With this strategy developed, iteration is now key for refining boundary definitions where it matters (i.e. level of importance related to quality), then repairing false positives and negatives as they occur. This immediate workflow is essential and allows the user to modify the boundary to more accurately reflect the desired control of that quality metric, with results depicted in Exhibit 4.
An effective advanced analytics solution provides a lasting foundation essential to long-term success in quality management and metrics. Giving scientists, engineers and managers the tools to extract and analyze only the data needed is imperative — as is enabling data focus.
As demonstrated in the case studies provided, a flexible, self-service advanced analytics strategy enables a robust method of selecting the data needed for analysis and decision-making for both process scale-up and real-time process monitoring.
These are key factors in meeting clinical timelines.

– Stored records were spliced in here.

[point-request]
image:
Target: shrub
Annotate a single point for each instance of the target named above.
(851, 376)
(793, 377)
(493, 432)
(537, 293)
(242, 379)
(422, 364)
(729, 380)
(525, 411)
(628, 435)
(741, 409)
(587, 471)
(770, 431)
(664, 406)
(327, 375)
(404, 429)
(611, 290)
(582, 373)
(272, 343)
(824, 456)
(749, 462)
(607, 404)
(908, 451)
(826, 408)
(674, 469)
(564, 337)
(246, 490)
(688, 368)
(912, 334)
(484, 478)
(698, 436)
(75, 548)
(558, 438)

In other words, well-defined process boundaries and monitoring reduce mistakes and improve process quality and ultimately product quality. Through the implementation of these solutions to combine disparate data sources and make the analytics process user-friendly, it is much easier to realize effective work processes to support workflow execution through analysis and reporting; optimized use of time and key resources to avoid unnecessary experimentation; and knowledge creation and management to streamline cross-group access to existing data and share results.
The key to achieving quality is empowering internal resources by giving them the right advanced analytics solutions for their specific needs, and empowering them to focus on just the data of interest.
Acknowledgements: The author wishes to thank Brian Crandall and Brian Parsonnet at Seeq; and Dr. Allison Scott, Aric Meares and Mary Parsons from Azbil- BioVigilant Division.